Conflicts of InterestPhysician Ownership of Medical Facilities

Author Affiliations

Gallipolis, Ohio, Chair; Durham, NC, Vice Chair; Chicago, Ill; Casper, Wyo; Washington, DC; Kansas City, Mo; Anaheim, Calif; Arlington, Va; Edwardsville, Ill; Chicago, Ill, Secretary; Chicago, Ill, Associate Secretary
From the Council on Ethical and Judicial Affairs, American Medical Association, Chicago, Ill.

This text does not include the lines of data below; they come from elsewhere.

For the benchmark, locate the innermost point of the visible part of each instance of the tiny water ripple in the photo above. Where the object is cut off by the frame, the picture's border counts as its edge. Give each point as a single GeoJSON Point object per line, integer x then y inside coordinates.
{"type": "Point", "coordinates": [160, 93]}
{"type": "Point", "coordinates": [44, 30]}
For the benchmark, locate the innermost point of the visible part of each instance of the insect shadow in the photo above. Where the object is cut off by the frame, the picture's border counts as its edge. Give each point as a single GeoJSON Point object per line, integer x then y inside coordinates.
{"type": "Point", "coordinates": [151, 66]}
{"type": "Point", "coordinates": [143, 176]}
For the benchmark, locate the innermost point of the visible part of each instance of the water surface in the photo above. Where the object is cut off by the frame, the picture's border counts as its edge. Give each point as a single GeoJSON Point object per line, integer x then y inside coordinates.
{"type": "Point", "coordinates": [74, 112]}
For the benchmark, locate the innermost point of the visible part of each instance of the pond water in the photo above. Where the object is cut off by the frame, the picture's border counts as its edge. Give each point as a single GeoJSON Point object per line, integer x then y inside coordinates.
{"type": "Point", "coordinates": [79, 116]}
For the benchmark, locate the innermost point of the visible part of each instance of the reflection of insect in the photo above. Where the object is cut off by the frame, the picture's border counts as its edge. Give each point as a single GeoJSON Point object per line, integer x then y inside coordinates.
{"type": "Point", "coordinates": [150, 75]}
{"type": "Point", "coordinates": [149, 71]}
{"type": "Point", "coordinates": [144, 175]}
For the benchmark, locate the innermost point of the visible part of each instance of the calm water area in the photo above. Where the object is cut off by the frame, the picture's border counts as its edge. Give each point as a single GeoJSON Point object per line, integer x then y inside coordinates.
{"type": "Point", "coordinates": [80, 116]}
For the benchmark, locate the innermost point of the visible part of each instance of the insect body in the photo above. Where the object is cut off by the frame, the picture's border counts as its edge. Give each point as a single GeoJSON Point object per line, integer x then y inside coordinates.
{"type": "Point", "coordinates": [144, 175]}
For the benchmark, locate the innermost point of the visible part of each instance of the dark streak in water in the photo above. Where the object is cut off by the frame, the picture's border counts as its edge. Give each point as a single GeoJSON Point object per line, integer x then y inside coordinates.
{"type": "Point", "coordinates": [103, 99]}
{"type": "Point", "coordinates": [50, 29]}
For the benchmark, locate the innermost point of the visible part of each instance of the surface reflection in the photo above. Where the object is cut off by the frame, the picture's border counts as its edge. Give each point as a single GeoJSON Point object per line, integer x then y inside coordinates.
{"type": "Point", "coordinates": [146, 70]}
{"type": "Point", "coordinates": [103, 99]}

JAMA. 1992;267(17):2366-2369. doi:10.1001/jama.1992.03480170092036
Abstract

In this report, the Council on Ethical and Judicial Affairs revisits the question of referral of patients to medical facilities in which physicians have financial interests ("self-referral"). The Council issued safeguards in 1986 to prevent abuses of self-referral and most recently updated the guidelines in 1989. Recent studies, however, have suggested that problems with self-referral persist; these problems undermine the commitment of physicians to professionalism. The Council has concluded that, in general, physicians should not refer patients to a health care facility outside their office practice at which they do not directly provide care or services when they have an investment interest in the facility. Physicians may invest in and refer to an outside facility if there is a demonstrated need in the community for the facility and alternative financing is not available.